Cuando alguien termine por develar qué somos las mujeres, descubrirá que parte de nosotras responde a una “ciruja romanticona”. Somos una suerte de basureras calificadas, obsesivas acumuladoras de boletos del año de ñaupa y de manojos de pelos. Todo, en nombre de esa vaga melancolía que una acrecienta para el futuro, y que suele llamarse “recuerdo”.

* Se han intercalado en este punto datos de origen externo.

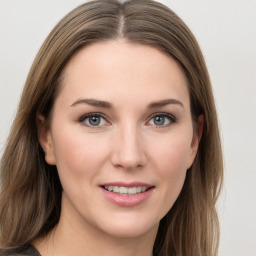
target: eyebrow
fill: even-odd
[[[182,102],[176,99],[166,99],[166,100],[152,102],[148,105],[148,108],[160,108],[169,104],[177,104],[184,108],[184,105],[182,104]]]
[[[95,99],[78,99],[70,107],[76,106],[78,104],[87,104],[99,108],[112,108],[112,105],[109,102]]]
[[[109,103],[108,101],[96,100],[96,99],[78,99],[74,103],[72,103],[70,107],[73,107],[73,106],[76,106],[76,105],[79,105],[79,104],[87,104],[87,105],[94,106],[94,107],[99,107],[99,108],[112,108],[111,103]],[[151,109],[151,108],[160,108],[160,107],[164,107],[164,106],[170,105],[170,104],[176,104],[176,105],[180,105],[181,107],[184,107],[182,102],[179,101],[179,100],[165,99],[165,100],[152,102],[148,105],[147,108],[149,108],[149,109]]]

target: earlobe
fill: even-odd
[[[39,143],[45,153],[45,161],[50,165],[55,165],[55,154],[52,142],[52,135],[45,117],[41,114],[37,115],[37,137]]]
[[[191,152],[190,152],[190,158],[188,161],[187,169],[189,169],[192,166],[194,159],[196,157],[199,143],[203,134],[203,127],[204,127],[204,116],[200,115],[197,119],[196,129],[194,131],[193,139],[191,142]]]

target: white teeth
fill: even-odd
[[[134,195],[141,192],[145,192],[147,187],[118,187],[118,186],[104,186],[104,188],[108,191],[112,191],[118,194],[126,194],[126,195]]]

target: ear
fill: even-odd
[[[45,120],[45,117],[41,114],[37,115],[37,137],[39,143],[45,153],[45,161],[50,165],[55,165],[55,153],[52,141],[51,131]]]
[[[192,164],[195,160],[199,142],[200,142],[202,134],[203,134],[203,128],[204,128],[204,116],[200,115],[197,119],[196,128],[195,128],[193,139],[191,142],[190,156],[189,156],[189,161],[187,164],[187,170],[192,166]]]

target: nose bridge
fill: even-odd
[[[125,169],[134,169],[145,164],[146,156],[141,130],[136,124],[124,123],[115,134],[113,163]]]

Como la cuestión es innata, comenzamos la carrera de “junta-recuerdos” desde la edad más precoz. En alguna caja de zapatos que sobrevive a mudanzas y olvidos, se amontonan la primera cartita de amor, donde el gordito de la segunda fila nos escribió “me gustás”, y una florcita seca.

Poco importa que ya no recordemos el nombre del gordito, ni mucho menos qué significaba la flor.

Así, año tras año, se acumulan los recuerdos de “esa tarde, seguro inolvidable y ya olvidada”; hasta que un día nos casamos y en nombre de una equívoca fidelidad quemamos todo y comenzamos otra etapa.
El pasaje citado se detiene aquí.